A satellite constellation is a group of artificial satellites, working together. In the coming decades, companies like SpaceX, and Samsung are planning to launch a number of satellite constellations. These satellites will allow users to enjoy more reliable connectivity, independent of their location throughout the globe. It is highly anticipated that most satellites in this artificial constellation will be miniature. By contrast, most of these satellites will weigh less than 500 kg. Scientists use tools such as artificial intelligence and machine learning to make sure that satellites can work together so they don’t have to be frequently repaired or managed by people.

Researchers at University of Bologna, Italy explain in a recent peer-reviewed paper how miniaturized satellites can be applied to space exploration as well as trends in the field to inform other scientists and engineers of what technical challenges still need to be overcome.

An example of a miniaturized “nano” satellite, called the EST-Cube-1. It is small enough to hold in your hand. Source: Wikimedia Commons.

They begin their review by explaining the history of satellite constellation technology. Two satellite companies, GlobalStar and Iridium, were the first to launch satellite constellations. Even though these satellites provided reliable communication services, they were too expensive to launch and maintain. So, the projects were folded.. It was not until the concept of miniaturization was introduced that the idea of global connectivity by satellite could be revisited.

The paper authors explained that, from late 90’s up until 2015, only a few companies like Viasat, Samsung, and Boeing have proposed the idea of global connectivity using satellite constellations. But, in just the last few years, more than 90 companies showed their interest in satellite constellations. In fact, they say 96% of these satellite constellations are being used for Earth observation and global connectivity, and only 4% for space observations.

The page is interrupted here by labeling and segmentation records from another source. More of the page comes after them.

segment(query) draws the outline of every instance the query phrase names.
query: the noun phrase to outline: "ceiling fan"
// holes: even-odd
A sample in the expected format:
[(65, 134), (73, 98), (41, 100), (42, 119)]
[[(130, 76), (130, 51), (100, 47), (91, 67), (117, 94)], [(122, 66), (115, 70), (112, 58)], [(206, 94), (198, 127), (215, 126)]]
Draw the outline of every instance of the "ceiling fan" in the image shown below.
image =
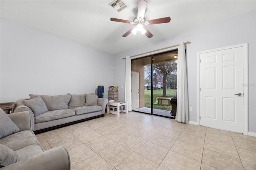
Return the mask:
[(158, 24), (166, 23), (170, 22), (171, 20), (170, 17), (146, 20), (144, 18), (144, 15), (146, 12), (146, 8), (147, 6), (147, 3), (146, 1), (144, 0), (139, 0), (139, 4), (138, 7), (138, 16), (137, 16), (137, 18), (136, 18), (133, 20), (133, 21), (130, 21), (127, 20), (115, 18), (110, 18), (110, 21), (134, 24), (134, 26), (130, 29), (128, 32), (126, 32), (122, 36), (122, 37), (125, 37), (127, 36), (130, 34), (131, 32), (132, 32), (135, 34), (138, 31), (140, 32), (142, 35), (145, 34), (148, 38), (151, 38), (153, 37), (153, 34), (148, 31), (144, 25), (147, 26), (148, 25), (157, 24)]

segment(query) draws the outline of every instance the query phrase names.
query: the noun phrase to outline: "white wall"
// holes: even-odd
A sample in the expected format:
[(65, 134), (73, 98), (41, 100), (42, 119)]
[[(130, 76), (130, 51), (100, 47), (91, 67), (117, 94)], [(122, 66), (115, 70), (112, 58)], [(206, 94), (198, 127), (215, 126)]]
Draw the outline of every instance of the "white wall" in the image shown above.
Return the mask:
[(1, 103), (113, 85), (112, 55), (3, 19), (0, 57)]
[[(248, 131), (256, 132), (256, 16), (254, 11), (217, 23), (198, 28), (178, 36), (115, 55), (114, 83), (124, 86), (125, 61), (122, 58), (189, 41), (187, 45), (189, 120), (197, 121), (197, 53), (198, 51), (242, 43), (248, 43)], [(170, 24), (171, 24), (171, 22)], [(179, 28), (177, 28), (179, 29)], [(172, 31), (172, 30), (170, 30)], [(154, 34), (154, 33), (152, 33)], [(153, 37), (154, 38), (154, 37)], [(124, 89), (119, 90), (119, 99), (124, 99)]]

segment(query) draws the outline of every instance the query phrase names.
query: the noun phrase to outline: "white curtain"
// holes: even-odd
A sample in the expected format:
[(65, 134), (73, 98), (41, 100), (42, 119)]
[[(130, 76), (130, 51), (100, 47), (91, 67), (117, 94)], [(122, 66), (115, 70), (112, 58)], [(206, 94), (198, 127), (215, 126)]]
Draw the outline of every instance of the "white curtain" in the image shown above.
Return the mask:
[(131, 58), (127, 56), (125, 59), (125, 101), (126, 102), (126, 109), (132, 111), (132, 85), (131, 77)]
[(187, 123), (188, 121), (187, 64), (185, 45), (180, 43), (178, 49), (177, 63), (177, 111), (176, 120)]

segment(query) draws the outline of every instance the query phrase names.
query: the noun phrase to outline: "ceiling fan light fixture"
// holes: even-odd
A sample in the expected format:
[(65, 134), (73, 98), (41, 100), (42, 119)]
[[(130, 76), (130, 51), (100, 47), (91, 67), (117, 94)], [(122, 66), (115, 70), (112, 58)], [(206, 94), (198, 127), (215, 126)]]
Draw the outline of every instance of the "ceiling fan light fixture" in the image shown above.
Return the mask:
[(132, 30), (132, 32), (134, 34), (136, 35), (136, 33), (137, 33), (137, 28), (136, 28), (136, 27), (133, 28)]
[(142, 24), (138, 24), (138, 25), (136, 27), (136, 28), (137, 28), (137, 30), (138, 30), (138, 31), (141, 31), (141, 30), (143, 28), (143, 26), (142, 25)]

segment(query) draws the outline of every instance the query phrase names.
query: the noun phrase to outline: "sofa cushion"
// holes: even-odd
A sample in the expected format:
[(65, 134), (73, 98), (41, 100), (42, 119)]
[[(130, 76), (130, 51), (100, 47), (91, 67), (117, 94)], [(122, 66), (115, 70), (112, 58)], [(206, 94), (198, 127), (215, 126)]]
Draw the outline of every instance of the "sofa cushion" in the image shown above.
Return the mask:
[(35, 117), (35, 123), (39, 123), (65, 117), (75, 116), (74, 111), (71, 109), (61, 109), (50, 111)]
[(71, 98), (68, 102), (68, 109), (84, 106), (85, 104), (85, 95), (71, 95)]
[(98, 104), (98, 96), (86, 94), (85, 95), (85, 104), (84, 106), (95, 106)]
[(28, 158), (43, 152), (42, 148), (38, 144), (32, 144), (16, 150), (21, 161), (25, 160)]
[(76, 111), (76, 115), (79, 115), (98, 111), (101, 111), (102, 109), (100, 106), (88, 106), (78, 107), (72, 109)]
[(20, 129), (0, 108), (0, 139), (20, 131)]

Researchers are now able to predict the number of satellite launches per year by referring to the data of the Starlink project. Starlink is a project initiated by SpaceX, in an attempt to provide high speed internet connectivity to rural and urban communities independent of their geographical location on earth. The company seeks to complete its project by launching a series of smaller satellites by the end of 2024. .

Similar to SpaceX, other companies are now also revealing their satellite constellation projects. The authors estimated that most of the launches of these projects will be completed by 2022 in LEO (Low Earth Orbit) and MEO (Medium Earth orbit). A LEO is the orbit around the earth with an altitude of 2,000 km (1,242 mi) or less above sea level. In contrast, MEO is the orbit around the earth which extends from an altitude of 2,000 (1,242 mi) to 35,000 km (21,700 mi) above sea level. By 2024, it is estimated that additional 8,000 satellites will join the company of currently revolving satellites.

To coordinate such a large number of satellites, large ground infrastructures along with developed artificial intelligence and machine learning will be needed to monitor and control the satellites. From the proposed projects it appears that approximately 50% of constellations will include satellites as small as watermelons (nano) or lawn mowers (micro), while some are as big as a pickup truck (medium) or house (large). Size is important. Companies prefer smaller satellites, because they offer greater flexibility and reduced cost compared to larger satellites.

Nano and micro-satellites are among the most commonly used in constellations, except for those of unknown size. The researchers did not have enough information about those satellites to classify them.

Before deploying these large constellations, the paper authors urge the scientific community to consider a few critical challenges first. First, as there will be many more in orbit than ever before, engineers need to devise ways to keep all these satellites from crashing into each other. To eliminate such a problem, the author proposes the idea of an inbuilt automatic system within a satellite to provide necessary orbital correction. Second, they suggest an end-to-end IP-based communication strategy between satellites and receivers to prevent interference.

They also warn that an overcrowded orbit may affect ground based astronomical observations and even future space missions. To mitigate such a problem, they urge engineers to develop a precise automation system which could detect the health of a satellite and provide required maneuvers to dodge collisions.

Launching satellite constellations has been getting popular over the last two decades. Approximately 100 corporations are planning to launch and grow their businesses in various fields by launching satellite constellations, given that these engineering and management challenges can be overcome.